Since the July MPC, the rand has depreciated 4.6% against the US dollar, and by 3% against the euro.

Image 5: Rand vs US dollar over 3 months

“The QPM assesses the rand to remain slightly undervalued. While the rand has benefited from improvements in global sentiment, investors remain concerned about domestic growth prospects and fiscal risks.”

Reaction

Prior to the meeting, analysts generally predicted that rates would be kept steady. However, there was a mixed reaction to the MPC’s decision.

The Steel and Engineering Industries Federation of Southern Africa (Seifsa) Economist Marique Kruger said the decision bodes well for struggling businesses in the metals and engineering (M&E) sector and provides certainty in making key decisions affecting individual cost curves. “The bank’s decision was expected, especially given the current state of the domestic economy, which is in dire need of any kind of boost to ignite business activity.”

Mike Greeff, CEO of Greeff Christies International Real Estate said the MPC’s decision signals that Sarb “is satisfied with the current economic status of the country and is happy to adopt a ‘wait and see’ attitude with regard to balancing the growth of the economy versus keeping inflation under control.

 “The committee’s decision to not meddle with South Africa’s economic status quo should be seen as good news for the real estate sector. There has been some promising growth in the market and while it has not matched the growth of previous years, it is still a positive indicator.”

Samuel Seeff, chairman of the Seeff Property Group found the decision “disappointing”, calling for bold action to stimulate the economy and property market. “We have only had one 25bps rate cut this year (in July) and it is simply not enough.

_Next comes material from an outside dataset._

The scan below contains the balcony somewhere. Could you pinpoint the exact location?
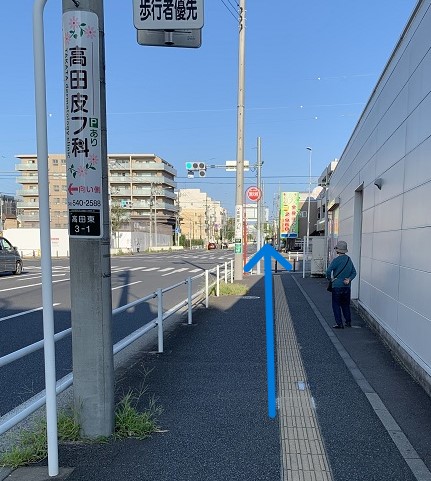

There is ample support for a further rate cut. The second quarter GDP growth of 3.1% was better than expected and inflation, despite slightly up to 4.3% in August, remains fairly benign and well within the bank’s target range of 3% - 6%.

“Simply put, a bold rate cut fuels economic activity as it makes it cheaper for businesses and consumers to borrow. The SA economy is struggling, and sentiment and lack of political confidence in the market remains worryingly low. A cut in the interest rate would assist, especially since business confidence is at its lowest point in 20 years.”

Similarly, Pam Golding CEO Dr. Andrew Golding said while the decision is positive for stability, it’s unlikely to stimulate increased activity in property. “A further interest rate reduction, on the back of the previous cut in July this year, would have collectively provided incentive for favorable buyer decisions.

“What is needed right now is a meaningful confidence boost to offset the global and local macroeconomic and socio-political factors impacting on the market and jump-start the muted economy and create impetus in the property market.”